Cruise ships take longer to turn than small yachts. Similarly, large corporations have always taken longer to make decisions than smaller, nimbler companies.
Corporate checks and balances, fail-safe policies, and organizational hierarchies all ensure that no decision is made until it is scrutinized and vetted. Responsible executives mull things over, weigh options, wait for all of the information to come in and contemplate outcomes. "We did not grow into a multi-national corporation, only to be undermined by an ill-conceived idea," is the conventional wisdom.
But conventional wisdom has been turned on its head during the past two decades. Speed has become the hallmark of leadership in virtually every sector, according to Fast Company. Companies known for their decision-making velocity, like Samsung, Amazon and Starbucks dominate their respective industries. They understand how much time and effort each decision is worth and generally believe that when a decision is made is more important than what decision is made. They make money faster because they have faster product development times, sales cycles, order fulfillment and capital spending activities.
Yet many of the corporate laggards have been just as slow to note this trend as they have been to make internal decisions. Consider the statistics:
- One third of all products are delivered late or incomplete due to an inability or delay in decision-making (Forrester Consulting).
- Speed of decision-making is the primary obstacle impacting internal communication (Gartner Group).
- For every hour a product team spends on heads-down work, they spend 48 minutes waiting on decisions. (By cutting wait times in half, companies can gain more than $370,000 annually in productive time across a 25-person team.)
Fortunately, there are proven ways to turn these corporate cruise ships around in tighter time frames. Online MBA programs like the one offered by Boise State University provide case study and scenario-based training to provide graduates with the leadership tools to do so. Here are two methods to drive faster decision-making:
Force it! Google co-founder (and CEO of Google's current parent company, Alphabet, Inc.) Larry Page pushed teams in the 1990s and early 2000s to make decisions faster and beyond their comfort levels. He galvanized support around the idea that faster decisions are generally better, and he quelled the fear of making mistakes.

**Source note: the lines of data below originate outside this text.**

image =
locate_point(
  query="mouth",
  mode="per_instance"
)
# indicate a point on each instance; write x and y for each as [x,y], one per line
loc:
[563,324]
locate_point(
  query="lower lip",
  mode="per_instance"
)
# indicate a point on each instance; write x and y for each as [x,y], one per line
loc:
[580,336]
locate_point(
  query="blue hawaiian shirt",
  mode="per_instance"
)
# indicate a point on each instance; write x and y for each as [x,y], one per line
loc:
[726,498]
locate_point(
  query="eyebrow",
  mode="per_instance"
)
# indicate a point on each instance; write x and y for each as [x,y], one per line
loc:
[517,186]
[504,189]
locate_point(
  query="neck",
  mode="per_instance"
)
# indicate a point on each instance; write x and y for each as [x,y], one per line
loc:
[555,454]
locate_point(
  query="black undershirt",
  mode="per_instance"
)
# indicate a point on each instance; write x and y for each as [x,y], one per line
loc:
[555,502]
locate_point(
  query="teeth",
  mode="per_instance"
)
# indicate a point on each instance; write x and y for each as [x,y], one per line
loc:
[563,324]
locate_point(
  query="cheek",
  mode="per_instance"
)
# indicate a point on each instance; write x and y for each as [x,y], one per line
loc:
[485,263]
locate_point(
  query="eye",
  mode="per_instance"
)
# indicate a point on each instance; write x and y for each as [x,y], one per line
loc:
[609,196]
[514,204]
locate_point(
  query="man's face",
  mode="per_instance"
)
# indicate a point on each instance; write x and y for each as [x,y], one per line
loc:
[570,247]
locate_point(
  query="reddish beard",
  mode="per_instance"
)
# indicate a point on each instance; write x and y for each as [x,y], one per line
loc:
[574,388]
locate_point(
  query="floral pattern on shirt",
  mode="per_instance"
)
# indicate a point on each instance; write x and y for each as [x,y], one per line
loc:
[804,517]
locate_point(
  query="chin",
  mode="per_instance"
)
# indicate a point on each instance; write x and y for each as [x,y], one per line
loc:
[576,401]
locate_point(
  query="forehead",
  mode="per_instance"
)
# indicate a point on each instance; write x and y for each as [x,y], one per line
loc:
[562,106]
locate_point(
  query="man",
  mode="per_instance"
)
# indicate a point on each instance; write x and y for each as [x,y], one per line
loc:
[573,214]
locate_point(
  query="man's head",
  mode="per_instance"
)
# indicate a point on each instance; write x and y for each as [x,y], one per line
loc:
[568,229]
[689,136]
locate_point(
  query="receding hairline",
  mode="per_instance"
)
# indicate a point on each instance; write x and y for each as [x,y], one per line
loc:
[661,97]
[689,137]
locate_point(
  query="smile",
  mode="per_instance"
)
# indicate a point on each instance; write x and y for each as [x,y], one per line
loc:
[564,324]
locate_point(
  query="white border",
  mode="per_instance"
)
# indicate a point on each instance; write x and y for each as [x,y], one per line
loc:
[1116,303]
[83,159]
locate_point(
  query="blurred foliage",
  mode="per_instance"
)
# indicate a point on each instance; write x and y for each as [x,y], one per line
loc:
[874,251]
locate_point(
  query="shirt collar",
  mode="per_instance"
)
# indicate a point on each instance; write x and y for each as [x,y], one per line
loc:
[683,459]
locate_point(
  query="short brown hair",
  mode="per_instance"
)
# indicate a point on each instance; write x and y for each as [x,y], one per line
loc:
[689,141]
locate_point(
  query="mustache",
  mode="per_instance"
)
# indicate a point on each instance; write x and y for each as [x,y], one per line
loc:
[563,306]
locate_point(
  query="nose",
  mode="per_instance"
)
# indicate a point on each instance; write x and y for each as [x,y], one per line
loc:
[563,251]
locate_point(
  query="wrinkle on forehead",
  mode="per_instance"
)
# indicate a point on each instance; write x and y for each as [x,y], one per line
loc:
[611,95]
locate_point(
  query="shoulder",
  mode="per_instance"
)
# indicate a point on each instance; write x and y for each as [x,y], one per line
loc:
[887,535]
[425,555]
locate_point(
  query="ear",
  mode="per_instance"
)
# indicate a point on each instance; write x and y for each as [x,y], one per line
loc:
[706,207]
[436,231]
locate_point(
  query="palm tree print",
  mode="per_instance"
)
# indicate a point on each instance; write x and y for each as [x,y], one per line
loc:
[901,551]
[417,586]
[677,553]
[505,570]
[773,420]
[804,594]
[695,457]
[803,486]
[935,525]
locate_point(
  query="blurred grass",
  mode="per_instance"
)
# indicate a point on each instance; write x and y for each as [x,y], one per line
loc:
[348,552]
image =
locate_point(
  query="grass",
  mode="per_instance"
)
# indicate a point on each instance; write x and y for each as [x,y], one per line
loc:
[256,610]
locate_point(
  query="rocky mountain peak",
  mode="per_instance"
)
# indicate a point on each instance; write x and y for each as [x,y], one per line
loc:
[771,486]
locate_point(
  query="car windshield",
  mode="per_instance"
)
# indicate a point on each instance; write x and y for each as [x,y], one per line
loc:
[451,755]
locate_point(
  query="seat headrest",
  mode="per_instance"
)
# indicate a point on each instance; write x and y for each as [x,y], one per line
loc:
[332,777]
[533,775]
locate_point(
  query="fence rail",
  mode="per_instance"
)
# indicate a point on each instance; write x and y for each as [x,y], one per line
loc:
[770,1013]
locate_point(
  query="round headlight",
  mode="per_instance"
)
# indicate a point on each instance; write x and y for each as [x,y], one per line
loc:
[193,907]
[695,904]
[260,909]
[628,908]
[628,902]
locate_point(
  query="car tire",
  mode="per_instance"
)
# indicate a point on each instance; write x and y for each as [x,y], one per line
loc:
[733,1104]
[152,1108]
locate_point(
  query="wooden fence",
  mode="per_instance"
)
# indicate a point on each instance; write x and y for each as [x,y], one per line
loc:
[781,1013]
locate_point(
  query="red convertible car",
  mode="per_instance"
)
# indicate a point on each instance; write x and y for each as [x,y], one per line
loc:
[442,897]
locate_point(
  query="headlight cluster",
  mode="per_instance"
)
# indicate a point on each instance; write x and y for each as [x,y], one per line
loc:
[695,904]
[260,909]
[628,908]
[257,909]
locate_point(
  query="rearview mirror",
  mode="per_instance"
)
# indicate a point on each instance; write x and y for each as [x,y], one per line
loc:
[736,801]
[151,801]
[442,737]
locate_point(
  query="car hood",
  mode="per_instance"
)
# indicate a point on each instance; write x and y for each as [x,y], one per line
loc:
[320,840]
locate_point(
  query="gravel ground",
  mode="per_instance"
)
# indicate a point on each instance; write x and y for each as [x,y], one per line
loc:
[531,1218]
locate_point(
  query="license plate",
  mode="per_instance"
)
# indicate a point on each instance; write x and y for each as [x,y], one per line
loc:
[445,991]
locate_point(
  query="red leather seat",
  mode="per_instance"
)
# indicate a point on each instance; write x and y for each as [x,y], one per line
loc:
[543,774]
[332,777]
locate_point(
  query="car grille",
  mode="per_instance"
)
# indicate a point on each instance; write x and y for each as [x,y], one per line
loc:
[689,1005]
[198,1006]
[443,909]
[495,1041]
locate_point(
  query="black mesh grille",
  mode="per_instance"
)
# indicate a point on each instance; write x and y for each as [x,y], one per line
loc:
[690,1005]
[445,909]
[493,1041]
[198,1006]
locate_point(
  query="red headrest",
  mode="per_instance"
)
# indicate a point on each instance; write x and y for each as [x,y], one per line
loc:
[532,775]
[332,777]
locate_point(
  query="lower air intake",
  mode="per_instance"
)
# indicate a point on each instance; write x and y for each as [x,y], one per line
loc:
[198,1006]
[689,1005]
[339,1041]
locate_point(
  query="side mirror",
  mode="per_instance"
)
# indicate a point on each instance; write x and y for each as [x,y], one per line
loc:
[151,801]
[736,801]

Use collaborative technologies. Elon Musk's SpaceX needed to make faster decisions for NASA. According to Harvard Business Review, "Initially, NASA sent a fax whenever they had a query, which SpaceX added to a list of outstanding questions. The company then assembled a weekly 50-person meeting to review product status information contained in spreadsheets, addressing each question individually before sending the responses back to NASA."
SpaceX sped up the process and now uses collaborative tools that enable NASA to have direct visibility into each project and a connection with each engineer working on each component. Technology put every decision-maker virtually in the same room at the same time. This reduced wait times for defining product requirements by 50 percent and completely eliminated the 50-person, four-hour review meetings.
Studying fast companies in an MBA program reveals the new mindset that underlies expedited decisions. The prevailing belief among industry leaders is that indecision kills because it leaves time for new variables to enter the equation. Fast companies avoid that possibility as much as possible by limiting options, listening to gut instincts, thinking of time as money, and building decisiveness with each fast decision.